Mixed data exist regarding the association between hyperglycemia and functional outcome after acute ischemic stroke when accounting for the impact of leptomeningeal collateral flow. We sought to determine whether collateral status modifies the association between treatment group and functional outcome in a subset of patients with large vessel occlusion enrolled in the Stroke Hyperglycemia Insulin Network Effort (SHINE) trial. In this post-hoc analysis, we analyzed patients enrolled into the SHINE trial with anterior circulation large vessel occlusion who underwent imaging with CT angiography prior to glucose control treatment group assignment. The primary analysis assessed the degree to which collateral status modified the effect between treatment group and functional outcome as defined by the 90-day modified Rankin Scale score. Logistic regression was used to model the data, with adjustments made for thrombectomy status, age, post-perfusion thrombolysis in cerebral infarction (TICI) score, tissue plasminogen activator (tPA) use, and baseline National Institutes of Health Stroke Scale (NIHSS) score. Five SHINE trial centers contributed data for this analysis. Statistical significance was defined as a p-value < 0.05. Among the 1151 patients in the SHINE trial, 57 with angiographic data were included in this sub-analysis, of whom 19 had poor collaterals and 38 had good collaterals. While collateral status had no effect (p = 0.855) on the association between glucose control treatment group and functional outcome, patients with good collaterals were more likely to have a favorable functional outcome (p = 0.001, OR 5.02; 95% CI 1.37-16.0).
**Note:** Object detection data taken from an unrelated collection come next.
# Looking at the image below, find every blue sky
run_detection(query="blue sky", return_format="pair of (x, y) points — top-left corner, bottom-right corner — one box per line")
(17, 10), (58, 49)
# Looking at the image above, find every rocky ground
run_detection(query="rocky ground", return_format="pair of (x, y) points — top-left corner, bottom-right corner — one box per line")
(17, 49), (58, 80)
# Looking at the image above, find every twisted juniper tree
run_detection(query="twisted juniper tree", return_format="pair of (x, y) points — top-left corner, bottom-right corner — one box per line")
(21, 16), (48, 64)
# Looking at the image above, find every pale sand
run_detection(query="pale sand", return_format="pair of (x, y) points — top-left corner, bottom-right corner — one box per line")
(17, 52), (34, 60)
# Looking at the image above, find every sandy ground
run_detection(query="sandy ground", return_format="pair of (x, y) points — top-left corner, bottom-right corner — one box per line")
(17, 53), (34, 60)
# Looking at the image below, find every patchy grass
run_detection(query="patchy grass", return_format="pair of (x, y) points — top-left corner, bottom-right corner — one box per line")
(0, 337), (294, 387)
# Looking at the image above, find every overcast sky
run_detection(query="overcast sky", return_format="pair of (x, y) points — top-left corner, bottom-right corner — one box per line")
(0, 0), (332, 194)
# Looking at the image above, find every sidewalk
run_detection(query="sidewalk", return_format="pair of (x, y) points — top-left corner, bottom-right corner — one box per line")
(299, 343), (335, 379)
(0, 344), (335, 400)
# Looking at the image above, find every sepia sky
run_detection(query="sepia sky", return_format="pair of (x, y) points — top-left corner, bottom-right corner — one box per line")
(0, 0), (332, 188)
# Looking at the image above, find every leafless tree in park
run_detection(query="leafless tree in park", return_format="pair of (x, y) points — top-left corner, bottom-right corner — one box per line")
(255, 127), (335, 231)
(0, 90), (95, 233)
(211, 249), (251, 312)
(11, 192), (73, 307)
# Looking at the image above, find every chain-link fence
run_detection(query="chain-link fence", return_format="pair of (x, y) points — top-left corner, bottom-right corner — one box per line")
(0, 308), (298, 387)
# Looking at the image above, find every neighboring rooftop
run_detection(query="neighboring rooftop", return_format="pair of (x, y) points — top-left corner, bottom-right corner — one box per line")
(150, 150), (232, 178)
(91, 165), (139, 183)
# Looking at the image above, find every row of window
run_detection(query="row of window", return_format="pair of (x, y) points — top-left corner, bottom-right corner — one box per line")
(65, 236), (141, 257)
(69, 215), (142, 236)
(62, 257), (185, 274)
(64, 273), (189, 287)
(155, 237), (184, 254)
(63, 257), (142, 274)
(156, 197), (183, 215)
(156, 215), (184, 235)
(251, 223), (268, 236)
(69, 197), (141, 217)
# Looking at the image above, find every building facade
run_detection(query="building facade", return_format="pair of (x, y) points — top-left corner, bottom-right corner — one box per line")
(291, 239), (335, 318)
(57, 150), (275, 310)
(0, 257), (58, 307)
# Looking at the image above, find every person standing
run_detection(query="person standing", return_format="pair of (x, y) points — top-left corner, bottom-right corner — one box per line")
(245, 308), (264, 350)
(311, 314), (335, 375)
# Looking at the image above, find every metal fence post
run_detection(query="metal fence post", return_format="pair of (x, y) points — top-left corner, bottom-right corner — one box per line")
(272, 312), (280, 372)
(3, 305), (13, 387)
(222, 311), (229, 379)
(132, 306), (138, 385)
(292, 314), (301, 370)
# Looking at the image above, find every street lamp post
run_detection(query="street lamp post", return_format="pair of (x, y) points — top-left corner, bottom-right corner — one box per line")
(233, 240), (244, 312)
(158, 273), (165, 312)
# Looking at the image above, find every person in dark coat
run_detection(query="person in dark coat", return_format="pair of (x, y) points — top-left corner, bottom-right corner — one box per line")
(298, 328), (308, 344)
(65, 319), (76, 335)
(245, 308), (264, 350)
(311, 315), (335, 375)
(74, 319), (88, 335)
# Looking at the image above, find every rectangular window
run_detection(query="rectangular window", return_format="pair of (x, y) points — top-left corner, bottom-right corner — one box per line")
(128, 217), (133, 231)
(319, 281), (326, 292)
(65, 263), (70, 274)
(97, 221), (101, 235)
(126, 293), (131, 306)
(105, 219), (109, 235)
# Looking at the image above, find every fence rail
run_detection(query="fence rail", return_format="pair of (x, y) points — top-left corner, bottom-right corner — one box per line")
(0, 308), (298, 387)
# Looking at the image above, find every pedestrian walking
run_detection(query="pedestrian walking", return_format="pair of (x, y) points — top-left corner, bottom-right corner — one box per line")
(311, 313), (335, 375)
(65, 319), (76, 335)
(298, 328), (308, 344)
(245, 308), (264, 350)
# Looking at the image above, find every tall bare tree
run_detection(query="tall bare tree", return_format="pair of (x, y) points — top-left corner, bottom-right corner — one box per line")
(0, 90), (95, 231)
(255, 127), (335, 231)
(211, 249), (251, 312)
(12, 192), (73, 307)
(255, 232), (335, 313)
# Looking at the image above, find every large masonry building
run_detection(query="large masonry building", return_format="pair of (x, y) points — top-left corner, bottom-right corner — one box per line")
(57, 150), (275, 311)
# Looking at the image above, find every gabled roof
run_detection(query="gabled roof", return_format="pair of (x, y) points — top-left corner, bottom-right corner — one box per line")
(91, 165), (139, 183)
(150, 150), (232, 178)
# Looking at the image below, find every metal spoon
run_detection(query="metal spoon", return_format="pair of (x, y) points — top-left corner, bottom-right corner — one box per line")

In a post-hoc analysis using a subset of patients with angiographic data enrolled in the SHINE trial, collateral status did not modify the association between glucose control treatment group and functional outcome. However, consistent with prior studies, there was a significant association between good collateral status and favorable outcome in patients with large vessel occlusion stroke. ClinicalTrials.gov Identifier is NCT01369069. Registration date is June 8, 2011.